Understanding Governance (G) in ESG: Fostering Responsible Leadership

*The article in Macedonian language, published by Kapital can be found at the bottom of this page.

In today’s ever-changing business environment, activities related to the environment, social issues, and governance (ESG) are becoming increasingly important and critical factors for businesses in their efforts to create sustainable business models. While the “E” (Environmental) and “S” (Social) aspects focus on environmental and social issues, “G” (Governance) pertains to matters related to governance within a company.

When analyzing the issues related to the ESG concept, governance often receives less attention compared to the other elements, “E” and “S,” which is fundamentally a misguided practice. This is because behind every failure to meet environmental or social aspects lies inadequate and ineffective corporate governance. In fact, poor corporate governance practices in the past have been shown to be the cause of some of the biggest corporate scandals.

Therefore, the aspect of governance is considered a foundation for establishing a comprehensive corporate approach to responsible and sustainable business practices. Governance forms the pillar of ESG, influencing how companies operate, make decisions, and impact society and the environment.

Specifically, governance within the scope of ESG refers to the systems, processes, and structures that shape the decision-making process within an organization. Governance concerns the governance factors in decision-making, from crafting policies within the company to the allocation of rights and responsibilities among different stakeholders within the company, including the board of directors, executives, shareholders, and other affected parties.

Transparency, responsible governance, and ethical behavior are the essential critical components for ensuring effective governance. Transparency is the essence of governance in ESG. Companies dedicated to responsible governance proactively disclose relevant information to all stakeholders, including investors, employees, consumers, and the public. The principle of accountability involves establishing clear roles, responsibilities, and procedures to ensure that leadership acts in the best interest of all stakeholders, rather than solely focusing on short-term financial gains.
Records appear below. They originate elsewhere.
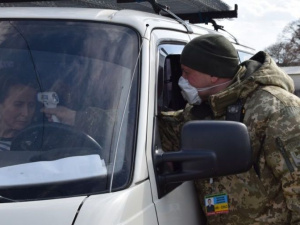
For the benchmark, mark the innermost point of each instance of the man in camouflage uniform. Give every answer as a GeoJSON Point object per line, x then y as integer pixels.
{"type": "Point", "coordinates": [269, 193]}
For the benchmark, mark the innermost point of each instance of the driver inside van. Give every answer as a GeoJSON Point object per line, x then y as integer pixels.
{"type": "Point", "coordinates": [17, 108]}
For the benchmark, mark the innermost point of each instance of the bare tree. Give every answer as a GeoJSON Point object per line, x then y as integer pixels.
{"type": "Point", "coordinates": [286, 52]}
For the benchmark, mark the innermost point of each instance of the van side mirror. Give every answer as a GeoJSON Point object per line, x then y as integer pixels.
{"type": "Point", "coordinates": [208, 149]}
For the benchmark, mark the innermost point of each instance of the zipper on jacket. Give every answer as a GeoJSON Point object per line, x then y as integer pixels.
{"type": "Point", "coordinates": [284, 154]}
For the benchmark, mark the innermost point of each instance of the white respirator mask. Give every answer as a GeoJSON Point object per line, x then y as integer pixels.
{"type": "Point", "coordinates": [190, 93]}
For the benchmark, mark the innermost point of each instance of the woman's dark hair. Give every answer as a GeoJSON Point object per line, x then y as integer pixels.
{"type": "Point", "coordinates": [8, 81]}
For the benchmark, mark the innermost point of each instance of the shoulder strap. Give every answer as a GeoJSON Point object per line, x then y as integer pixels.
{"type": "Point", "coordinates": [236, 111]}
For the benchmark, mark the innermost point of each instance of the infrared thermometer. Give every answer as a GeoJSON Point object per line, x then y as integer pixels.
{"type": "Point", "coordinates": [50, 100]}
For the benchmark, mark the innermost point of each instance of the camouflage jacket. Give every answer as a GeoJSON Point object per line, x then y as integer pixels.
{"type": "Point", "coordinates": [269, 193]}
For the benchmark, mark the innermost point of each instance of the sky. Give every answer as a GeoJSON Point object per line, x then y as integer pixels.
{"type": "Point", "coordinates": [260, 22]}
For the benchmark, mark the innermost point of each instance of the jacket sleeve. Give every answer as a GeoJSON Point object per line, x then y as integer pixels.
{"type": "Point", "coordinates": [282, 149]}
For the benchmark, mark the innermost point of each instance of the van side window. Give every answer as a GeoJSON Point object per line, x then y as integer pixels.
{"type": "Point", "coordinates": [169, 71]}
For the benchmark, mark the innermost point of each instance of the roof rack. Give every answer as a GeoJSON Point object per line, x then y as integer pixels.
{"type": "Point", "coordinates": [184, 11]}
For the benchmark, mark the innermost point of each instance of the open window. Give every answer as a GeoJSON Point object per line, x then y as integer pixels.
{"type": "Point", "coordinates": [169, 71]}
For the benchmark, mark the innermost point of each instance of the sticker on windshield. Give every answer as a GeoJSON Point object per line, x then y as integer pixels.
{"type": "Point", "coordinates": [216, 204]}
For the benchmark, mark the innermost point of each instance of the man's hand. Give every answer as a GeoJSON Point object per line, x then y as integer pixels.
{"type": "Point", "coordinates": [65, 115]}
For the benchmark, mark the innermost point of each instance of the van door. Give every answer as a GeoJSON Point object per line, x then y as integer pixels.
{"type": "Point", "coordinates": [179, 204]}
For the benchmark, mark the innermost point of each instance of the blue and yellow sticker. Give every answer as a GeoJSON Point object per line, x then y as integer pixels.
{"type": "Point", "coordinates": [216, 204]}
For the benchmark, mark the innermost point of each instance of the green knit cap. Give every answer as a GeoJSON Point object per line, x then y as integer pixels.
{"type": "Point", "coordinates": [212, 54]}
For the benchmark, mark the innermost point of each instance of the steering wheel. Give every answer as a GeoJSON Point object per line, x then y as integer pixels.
{"type": "Point", "coordinates": [49, 136]}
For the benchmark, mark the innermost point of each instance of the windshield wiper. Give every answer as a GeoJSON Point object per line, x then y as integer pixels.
{"type": "Point", "coordinates": [4, 199]}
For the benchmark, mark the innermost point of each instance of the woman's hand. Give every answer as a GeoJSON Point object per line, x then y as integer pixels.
{"type": "Point", "coordinates": [65, 115]}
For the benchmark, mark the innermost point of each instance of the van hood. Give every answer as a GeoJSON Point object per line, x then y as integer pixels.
{"type": "Point", "coordinates": [48, 212]}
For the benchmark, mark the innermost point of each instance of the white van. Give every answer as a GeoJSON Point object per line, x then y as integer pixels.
{"type": "Point", "coordinates": [115, 71]}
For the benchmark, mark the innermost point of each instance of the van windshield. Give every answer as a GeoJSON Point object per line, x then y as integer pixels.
{"type": "Point", "coordinates": [68, 99]}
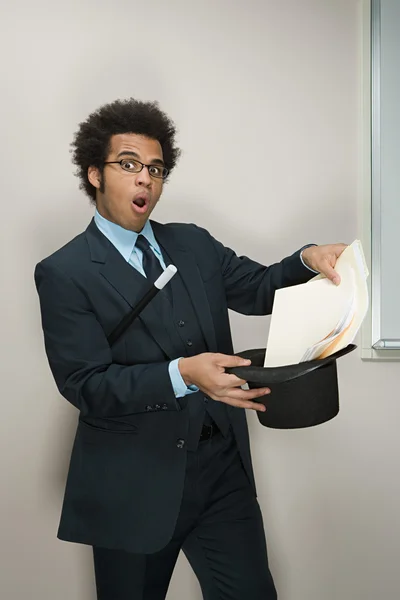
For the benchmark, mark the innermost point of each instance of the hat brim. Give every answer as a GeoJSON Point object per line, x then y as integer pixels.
{"type": "Point", "coordinates": [302, 395]}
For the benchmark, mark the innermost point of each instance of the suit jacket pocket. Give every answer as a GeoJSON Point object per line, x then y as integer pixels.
{"type": "Point", "coordinates": [107, 426]}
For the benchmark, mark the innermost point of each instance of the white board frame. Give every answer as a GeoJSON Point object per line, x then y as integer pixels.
{"type": "Point", "coordinates": [373, 345]}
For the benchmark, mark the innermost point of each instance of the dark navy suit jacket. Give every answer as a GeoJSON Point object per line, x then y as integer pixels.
{"type": "Point", "coordinates": [127, 466]}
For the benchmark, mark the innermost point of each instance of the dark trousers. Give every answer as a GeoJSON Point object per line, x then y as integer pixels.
{"type": "Point", "coordinates": [219, 529]}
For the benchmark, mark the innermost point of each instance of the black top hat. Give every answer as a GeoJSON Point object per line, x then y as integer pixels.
{"type": "Point", "coordinates": [302, 395]}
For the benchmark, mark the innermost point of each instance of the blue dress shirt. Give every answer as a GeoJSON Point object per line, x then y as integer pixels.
{"type": "Point", "coordinates": [124, 241]}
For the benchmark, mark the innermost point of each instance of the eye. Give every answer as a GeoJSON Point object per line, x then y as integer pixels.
{"type": "Point", "coordinates": [130, 165]}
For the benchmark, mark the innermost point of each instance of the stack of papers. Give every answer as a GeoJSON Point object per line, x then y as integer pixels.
{"type": "Point", "coordinates": [316, 319]}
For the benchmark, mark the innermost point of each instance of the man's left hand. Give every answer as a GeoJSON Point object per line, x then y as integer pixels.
{"type": "Point", "coordinates": [323, 259]}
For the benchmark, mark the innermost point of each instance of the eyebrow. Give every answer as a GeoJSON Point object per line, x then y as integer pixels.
{"type": "Point", "coordinates": [154, 161]}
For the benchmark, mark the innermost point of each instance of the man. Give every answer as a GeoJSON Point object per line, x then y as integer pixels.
{"type": "Point", "coordinates": [161, 458]}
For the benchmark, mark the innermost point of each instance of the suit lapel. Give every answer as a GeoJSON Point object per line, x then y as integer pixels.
{"type": "Point", "coordinates": [188, 270]}
{"type": "Point", "coordinates": [131, 285]}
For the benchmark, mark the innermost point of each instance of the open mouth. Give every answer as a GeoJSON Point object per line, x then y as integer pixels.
{"type": "Point", "coordinates": [140, 204]}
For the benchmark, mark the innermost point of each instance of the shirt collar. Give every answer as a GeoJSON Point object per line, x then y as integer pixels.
{"type": "Point", "coordinates": [123, 239]}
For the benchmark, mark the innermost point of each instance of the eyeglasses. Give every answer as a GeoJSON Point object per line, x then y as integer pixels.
{"type": "Point", "coordinates": [135, 166]}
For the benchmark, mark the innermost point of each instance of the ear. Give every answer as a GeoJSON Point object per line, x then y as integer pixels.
{"type": "Point", "coordinates": [94, 176]}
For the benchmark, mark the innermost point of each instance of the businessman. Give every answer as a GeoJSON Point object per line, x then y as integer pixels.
{"type": "Point", "coordinates": [161, 459]}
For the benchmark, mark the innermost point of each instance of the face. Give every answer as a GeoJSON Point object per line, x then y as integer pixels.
{"type": "Point", "coordinates": [125, 198]}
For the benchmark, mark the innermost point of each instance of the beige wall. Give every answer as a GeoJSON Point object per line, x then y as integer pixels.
{"type": "Point", "coordinates": [267, 98]}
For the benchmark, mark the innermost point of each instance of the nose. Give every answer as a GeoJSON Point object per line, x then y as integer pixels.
{"type": "Point", "coordinates": [143, 177]}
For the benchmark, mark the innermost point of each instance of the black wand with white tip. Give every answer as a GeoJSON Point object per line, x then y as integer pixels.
{"type": "Point", "coordinates": [127, 321]}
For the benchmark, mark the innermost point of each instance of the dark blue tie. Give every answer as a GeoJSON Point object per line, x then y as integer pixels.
{"type": "Point", "coordinates": [151, 265]}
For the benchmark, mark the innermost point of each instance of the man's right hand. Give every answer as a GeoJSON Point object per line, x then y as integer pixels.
{"type": "Point", "coordinates": [207, 372]}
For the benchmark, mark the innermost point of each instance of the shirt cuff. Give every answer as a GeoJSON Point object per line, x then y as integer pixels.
{"type": "Point", "coordinates": [301, 257]}
{"type": "Point", "coordinates": [179, 386]}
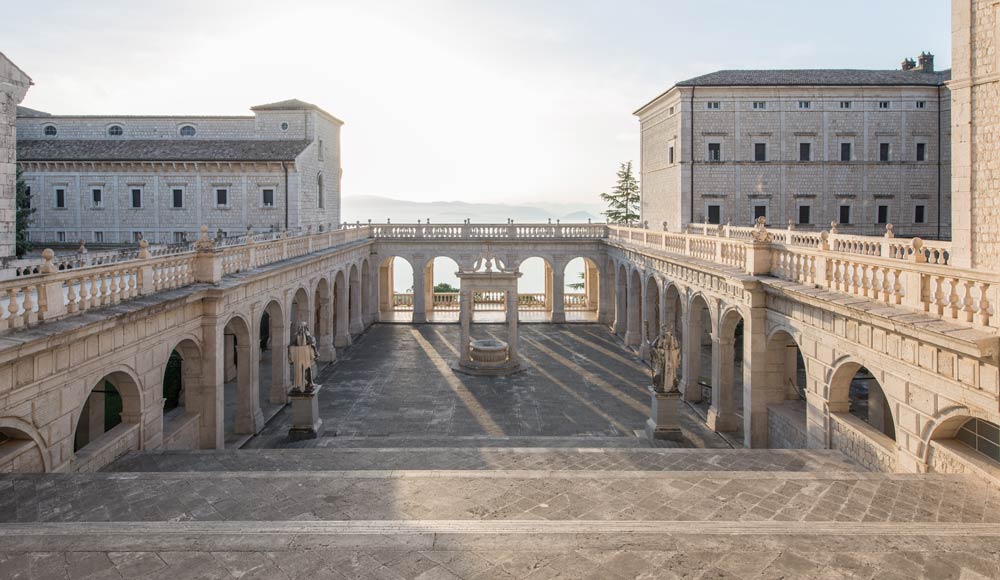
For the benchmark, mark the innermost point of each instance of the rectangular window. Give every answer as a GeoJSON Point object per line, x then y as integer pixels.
{"type": "Point", "coordinates": [845, 214]}
{"type": "Point", "coordinates": [715, 151]}
{"type": "Point", "coordinates": [760, 151]}
{"type": "Point", "coordinates": [883, 214]}
{"type": "Point", "coordinates": [715, 214]}
{"type": "Point", "coordinates": [883, 151]}
{"type": "Point", "coordinates": [804, 217]}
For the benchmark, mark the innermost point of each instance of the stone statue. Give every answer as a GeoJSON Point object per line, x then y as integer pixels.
{"type": "Point", "coordinates": [302, 354]}
{"type": "Point", "coordinates": [665, 354]}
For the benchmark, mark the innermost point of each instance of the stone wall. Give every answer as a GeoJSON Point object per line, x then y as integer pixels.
{"type": "Point", "coordinates": [852, 436]}
{"type": "Point", "coordinates": [13, 85]}
{"type": "Point", "coordinates": [786, 425]}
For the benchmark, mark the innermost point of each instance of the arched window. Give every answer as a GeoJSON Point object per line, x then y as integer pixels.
{"type": "Point", "coordinates": [982, 436]}
{"type": "Point", "coordinates": [319, 189]}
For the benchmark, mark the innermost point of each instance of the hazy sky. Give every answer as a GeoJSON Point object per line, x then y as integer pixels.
{"type": "Point", "coordinates": [502, 101]}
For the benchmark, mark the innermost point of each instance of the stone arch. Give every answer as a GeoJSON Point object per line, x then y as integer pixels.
{"type": "Point", "coordinates": [23, 449]}
{"type": "Point", "coordinates": [272, 340]}
{"type": "Point", "coordinates": [240, 368]}
{"type": "Point", "coordinates": [868, 401]}
{"type": "Point", "coordinates": [354, 300]}
{"type": "Point", "coordinates": [181, 409]}
{"type": "Point", "coordinates": [389, 300]}
{"type": "Point", "coordinates": [98, 421]}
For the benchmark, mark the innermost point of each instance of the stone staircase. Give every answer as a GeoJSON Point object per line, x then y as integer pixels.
{"type": "Point", "coordinates": [496, 508]}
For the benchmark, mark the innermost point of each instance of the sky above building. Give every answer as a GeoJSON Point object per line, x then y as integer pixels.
{"type": "Point", "coordinates": [513, 101]}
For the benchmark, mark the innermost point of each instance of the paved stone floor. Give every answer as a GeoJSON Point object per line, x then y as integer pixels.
{"type": "Point", "coordinates": [580, 381]}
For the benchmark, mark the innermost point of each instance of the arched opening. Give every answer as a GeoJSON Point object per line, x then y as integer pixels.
{"type": "Point", "coordinates": [109, 418]}
{"type": "Point", "coordinates": [443, 289]}
{"type": "Point", "coordinates": [784, 393]}
{"type": "Point", "coordinates": [181, 385]}
{"type": "Point", "coordinates": [621, 300]}
{"type": "Point", "coordinates": [395, 275]}
{"type": "Point", "coordinates": [322, 322]}
{"type": "Point", "coordinates": [581, 291]}
{"type": "Point", "coordinates": [341, 314]}
{"type": "Point", "coordinates": [633, 305]}
{"type": "Point", "coordinates": [354, 301]}
{"type": "Point", "coordinates": [241, 404]}
{"type": "Point", "coordinates": [534, 290]}
{"type": "Point", "coordinates": [272, 371]}
{"type": "Point", "coordinates": [698, 354]}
Companies with strong governance frameworks have well-defined ethical codes and conduct that guide the behavior of employees and prevent unethical practices, including a zero-tolerance approach to corruption, bribery, and other illegal activities.

By prioritizing good governance practices, companies can build trust, maintain their reputation, attract responsible investors, establish strong, long-lasting relationships with customers and partners, and contribute to a sustainable and fair future. Indeed, good governance is of essential importance for long-term success. When an organization has adequate governance, there is a higher likelihood of making sound decisions, retaining the trust of its stakeholders, and creating added value for the company. On the other hand, companies with inadequate corporate governance are more likely to face financial losses, reputation damage, and regulatory violations.

Regulators, investors, clients, and employees are increasingly interested in organizations with strong ESG values and practices, including good corporate governance, transparency, and effective risk management. Research has shown that companies with strong ESG performance outperform their competitors. Companies stand to gain significant benefits by prioritizing good governance as part of their ESG strategy. By incorporating information related to company governance into corporate reports, information about governance practices is disclosed, similar to how insights are provided into environmental and social factors that are integral to the company’s business model.

Part of the information related to governance practices within the ESG concept involves information about the roles of administrative, management, and supervisory bodies of the company in relation to sustainability, their composition, as well as their expertise and skills in fulfilling that role or their approach with such expertise and skills. Presenting this information is already a part of regulatory pressures imposed in line with European Union regulations, but it’s also in line with the requirements set by the Macedonian Stock Exchange. Furthermore, it’s significant to include in companies’ annual reports the key characteristics of internal control systems and risk management. Additionally, companies should include information about their activities related to data protection, business ethics, and corporate culture, including information about the company’s anti-corruption policy, human rights policy, and information about inclusion and diversity within the company’s bodies. Responsible governance also extends to shareholder relations, encouraging their active engagement, as owners, to influence significant decisions and demand accountability from management.

However, while corporate governance is of great importance for every company, it’s important to emphasize that each industry faces specific demands and challenges. Each company must analyze the requirements of its industry to determine where to prioritize. Banks, airlines, and mining companies, for example, face different sets of corporate governance challenges.

Embracing governance principles within the ESG framework provides a strategic advantage in the rapidly changing business landscape. Responsible corporate governance is vital for the long-term success of a company. Companies with strong and effective corporate governance practices promote sustainable, compliant with relevant regulations and ethical business practices, and benefit from increased value and positive financial results.